Hemodynamic response to hemorrhage model for cardiovascular response to hypovolemia from hemorrhage (based on normal data). Adapted from Schwaitzberg SD, Bergman KS, Harris BH. A pediatric trauma model of continuous hemorrhage. J Pediatr Surg. Jul 1988;23(7):605-9.

Gastroenteritis Gastroenteritis results in 6-20 million deaths in infants and children annually worldwide. Children with gastroenteritis may lose 10-20% of their circulating volume within 1-2 hours.[2] Rehydration is often impeded by concurrent vomiting, and deterioration may be rapid. Common infectious causes of gastroenteritis include bacteria such as Salmonella, Shigella,Campylobacter species, Escherichia coli, and Vibrio cholerae and viruses such as rotaviruses, adenoviruses, norovirus, and enteroviruses. Worldwide, amebiasis and cholera are also important causes. Physiologically, rapid loss of intravascular volume reduces ventricular preload, resulting in decreased stroke volume and CO and, thus, decreased DO2. In addition, a hemorrhagic component (ie, dysentery) may reduce Hb content, resulting in decreased CaO2. Trauma In the United States, the leading cause of death in children older than 1 year is trauma. Trauma kills more children than all other causes of death combined.[3] A major component of traumatic death is hemorrhage. Hemorrhagic shock reduces CaO2 and preload, resulting in decreased DO2 to the tissues. Third spacing Other causes of hypovolemia include capillary leak and tissue third spacing, which results in leakage of fluid out of the intravascular space into the interstitial tissues.
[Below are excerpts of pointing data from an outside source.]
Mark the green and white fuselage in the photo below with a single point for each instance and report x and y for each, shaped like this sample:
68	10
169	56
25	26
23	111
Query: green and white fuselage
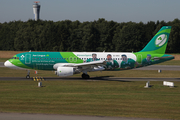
69	63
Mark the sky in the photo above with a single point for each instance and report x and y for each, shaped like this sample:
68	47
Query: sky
90	10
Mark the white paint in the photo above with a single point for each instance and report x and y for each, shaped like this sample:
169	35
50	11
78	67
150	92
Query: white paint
166	83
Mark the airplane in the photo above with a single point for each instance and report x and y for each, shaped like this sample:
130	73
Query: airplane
70	63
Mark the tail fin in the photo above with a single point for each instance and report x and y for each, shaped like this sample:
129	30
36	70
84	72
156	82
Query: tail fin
159	42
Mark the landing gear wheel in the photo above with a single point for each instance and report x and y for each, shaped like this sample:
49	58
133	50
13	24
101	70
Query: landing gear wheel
85	76
27	77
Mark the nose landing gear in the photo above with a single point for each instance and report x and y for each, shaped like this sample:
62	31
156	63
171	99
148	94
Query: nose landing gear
28	75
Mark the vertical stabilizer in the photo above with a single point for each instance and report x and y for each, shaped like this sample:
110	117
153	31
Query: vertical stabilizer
158	43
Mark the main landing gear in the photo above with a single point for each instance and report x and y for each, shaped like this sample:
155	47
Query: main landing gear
28	75
85	76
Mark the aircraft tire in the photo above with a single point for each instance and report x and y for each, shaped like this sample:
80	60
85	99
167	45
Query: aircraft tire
27	77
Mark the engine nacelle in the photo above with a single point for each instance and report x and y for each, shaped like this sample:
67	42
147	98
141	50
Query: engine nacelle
65	71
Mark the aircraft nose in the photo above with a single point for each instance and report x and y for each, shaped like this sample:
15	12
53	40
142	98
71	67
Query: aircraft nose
8	64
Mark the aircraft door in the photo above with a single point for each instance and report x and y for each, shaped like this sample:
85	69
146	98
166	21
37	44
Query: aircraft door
139	58
28	59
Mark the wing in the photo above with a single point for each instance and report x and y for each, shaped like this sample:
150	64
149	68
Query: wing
161	58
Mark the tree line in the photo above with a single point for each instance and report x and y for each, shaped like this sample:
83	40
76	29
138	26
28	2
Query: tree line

Etiologies include burns, sepsis, and other systemic inflammatory diseases. Patients with such etiologies may appear "puffy" and overloaded with total-body fluid; however, they may be significantly intravascularly depleted, with inadequate preload, and in significant shock. Through understanding of the physiologic disturbance affecting intravascular volume and preload, it becomes clear that such patients need additional fluid administration despite their overall edematous appearance, in order to improve DO2 and prevent or correct a state of shock.